Puis une clochette au son étrange retentit, étouffée, derrière de lourdes pierres posées là par qui ? Quand ? Pourquoi ? Les insectes se taisent lorsque le peintre s'éveille en pleine nuit au son de l 'instrument. Il faudra des engins de chantier pour découvrir le lieu, une fosse où - peut-être - aurait séjourné un bonze momifié de son vivant pour accéder à l'Éveil.
Et soudain le fantastique prend le dessus : une « Idée », vêtue de blanc comme le Commandeur, petit vieillard de soixante centimètres se pose derrière le narrateur, l'écoute et l'observe - y compris lors de ses ébats amoureux -, lui parle secrètement en un style inénarrable. Il se fait inviter au dîner du Commandeur, sorte de Giminy que seul le narrateur peut voir et entendre.
Enfin la vie réelle reprend ses droits : Menshiki veut un portrait de sa fille supposée, Marié (Ma-li- é) Akikawa, dont la mère est morte peu après son mariage, elle qui a délibérément couché avec Menshiki pour avoir un enfant de lui. de façon un peu malsaine, il veut observer les séances de pose, passer comme par hasard lors de l'une d'elle, voir enfin sa « fille ». de son côté, le narrateur est fasciné par la jeune fille qui lui rappelle sa jeune soeur, Komi, morte à douze ans de maladie, avec laquelle il entretenait une relation très forte. « « Leurs deux âmes, je ne pouvais déjà plus les démêler. », dit-il.

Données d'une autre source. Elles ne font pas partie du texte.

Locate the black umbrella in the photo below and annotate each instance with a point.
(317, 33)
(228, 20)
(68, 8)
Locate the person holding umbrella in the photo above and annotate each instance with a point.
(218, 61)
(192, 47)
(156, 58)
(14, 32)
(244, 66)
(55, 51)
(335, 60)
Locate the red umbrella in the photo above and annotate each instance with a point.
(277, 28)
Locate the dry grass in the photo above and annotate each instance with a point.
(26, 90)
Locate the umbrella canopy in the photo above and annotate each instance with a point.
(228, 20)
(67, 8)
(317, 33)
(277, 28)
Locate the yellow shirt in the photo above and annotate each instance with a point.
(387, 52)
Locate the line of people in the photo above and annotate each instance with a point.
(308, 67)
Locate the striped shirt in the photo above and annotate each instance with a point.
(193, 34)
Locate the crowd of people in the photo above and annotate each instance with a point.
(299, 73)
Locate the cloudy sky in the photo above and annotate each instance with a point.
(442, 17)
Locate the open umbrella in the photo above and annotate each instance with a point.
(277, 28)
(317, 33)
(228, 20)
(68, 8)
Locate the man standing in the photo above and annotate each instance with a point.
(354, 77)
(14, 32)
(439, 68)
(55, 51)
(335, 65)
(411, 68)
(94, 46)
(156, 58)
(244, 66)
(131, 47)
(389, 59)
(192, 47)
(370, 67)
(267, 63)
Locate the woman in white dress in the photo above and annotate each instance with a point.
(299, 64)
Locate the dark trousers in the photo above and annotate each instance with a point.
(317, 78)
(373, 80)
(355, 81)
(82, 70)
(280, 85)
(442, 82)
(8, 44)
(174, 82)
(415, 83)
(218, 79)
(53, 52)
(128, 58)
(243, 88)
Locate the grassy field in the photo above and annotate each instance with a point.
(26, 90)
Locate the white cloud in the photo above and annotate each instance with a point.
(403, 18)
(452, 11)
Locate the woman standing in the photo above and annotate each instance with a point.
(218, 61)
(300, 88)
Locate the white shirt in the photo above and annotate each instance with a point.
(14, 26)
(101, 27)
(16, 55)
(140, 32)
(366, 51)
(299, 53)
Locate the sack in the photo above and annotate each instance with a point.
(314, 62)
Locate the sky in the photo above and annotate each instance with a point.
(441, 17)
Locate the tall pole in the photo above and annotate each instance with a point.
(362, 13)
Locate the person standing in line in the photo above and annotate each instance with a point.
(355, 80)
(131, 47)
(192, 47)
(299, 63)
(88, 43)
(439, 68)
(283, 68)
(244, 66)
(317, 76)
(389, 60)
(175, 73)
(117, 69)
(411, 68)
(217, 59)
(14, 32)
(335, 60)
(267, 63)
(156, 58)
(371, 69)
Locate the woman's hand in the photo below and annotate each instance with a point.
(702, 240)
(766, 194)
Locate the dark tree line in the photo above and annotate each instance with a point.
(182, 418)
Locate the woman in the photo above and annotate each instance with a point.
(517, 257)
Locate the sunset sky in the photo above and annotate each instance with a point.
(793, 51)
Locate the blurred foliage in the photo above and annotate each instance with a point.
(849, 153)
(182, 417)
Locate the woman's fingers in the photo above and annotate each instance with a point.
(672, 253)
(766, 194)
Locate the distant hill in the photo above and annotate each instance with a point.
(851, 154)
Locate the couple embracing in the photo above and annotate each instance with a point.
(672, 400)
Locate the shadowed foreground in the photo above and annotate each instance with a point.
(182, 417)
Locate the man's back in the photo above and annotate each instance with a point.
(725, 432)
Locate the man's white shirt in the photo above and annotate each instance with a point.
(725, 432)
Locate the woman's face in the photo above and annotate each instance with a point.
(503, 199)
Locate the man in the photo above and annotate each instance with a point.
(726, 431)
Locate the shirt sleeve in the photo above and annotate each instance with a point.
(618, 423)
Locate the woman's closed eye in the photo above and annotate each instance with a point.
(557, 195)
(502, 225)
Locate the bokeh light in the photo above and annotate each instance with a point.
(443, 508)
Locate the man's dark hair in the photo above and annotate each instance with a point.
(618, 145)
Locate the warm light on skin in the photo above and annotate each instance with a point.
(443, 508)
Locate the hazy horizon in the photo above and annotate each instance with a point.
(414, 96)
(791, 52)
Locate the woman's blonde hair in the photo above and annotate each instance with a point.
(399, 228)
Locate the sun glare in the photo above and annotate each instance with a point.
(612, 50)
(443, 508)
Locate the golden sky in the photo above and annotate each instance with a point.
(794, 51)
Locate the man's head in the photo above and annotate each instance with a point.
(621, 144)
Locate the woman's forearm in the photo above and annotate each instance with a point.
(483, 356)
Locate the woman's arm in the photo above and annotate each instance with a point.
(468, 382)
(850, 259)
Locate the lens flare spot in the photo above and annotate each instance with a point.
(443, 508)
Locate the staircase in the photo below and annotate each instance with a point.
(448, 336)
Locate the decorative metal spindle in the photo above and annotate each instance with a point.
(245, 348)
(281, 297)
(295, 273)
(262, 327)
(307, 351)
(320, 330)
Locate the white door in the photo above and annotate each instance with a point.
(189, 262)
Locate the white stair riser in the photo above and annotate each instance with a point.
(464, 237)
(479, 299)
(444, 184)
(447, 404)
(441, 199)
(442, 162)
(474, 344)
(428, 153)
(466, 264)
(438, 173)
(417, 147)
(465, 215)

Le passé sans cesse ressurgit, sur fond de musiques de jazz ou de concerto de Schubert, les mots suscitent les images d'antan, les rêves du narrateur, les décors, la montagne, les maisons, les voitures, les meubles, les lumières, les fenêtres, les mets servis, tout est prétexte à illustration. D'un pinceau élégant, savant et précis, le narrateur - auteur dessine pour nous d'innombrables croquis et esquisses, détaille les nuances picturales et fait jaillir les reliefs. le prosaïque et le sublime se rejoignent.
Nous sommes dans un cabinet de peintures japonaises, un peu ivres de traits et de couleurs, nous sommes dans un tourbillon de mots, un peu étourdis de rythme et de sonorités. Et quand la philosophie, la méditation bouddhique et l'envolée fantastique prennent le dessus, nous sommes séduits, conquis, bousculés et caressés à la fois. Viennent alors les images érotiques, douces et frémissantes, et nous sommes pris par le mélange de sensations simultanées.
Il me reste une interrogation sur ce que le narrateur appelle l'Idée, ce vieillard échappé d'un tableau et qui murmure à notre oreille. Que représente-t-elle ? Peut-être ce que nous avons perdu, une forme d'innocence ? Ou bien le rêve ? Qu'avons-nous perdu de précieux et qui revient nous hanter ? La liaison passé-présent ne cesse de nous interroger.
Que dire, sinon que ce roman réunit tout ce que j'aime ? La réflexion sur la création artistique, la philosophie et le bouddhisme zen, le fantastique et la poésie des mots et des images, la bande-son idéale, l'évocation de paysages montagneux sublimes, l'indiscutable liaison temporelle et générationnelle entre les êtres.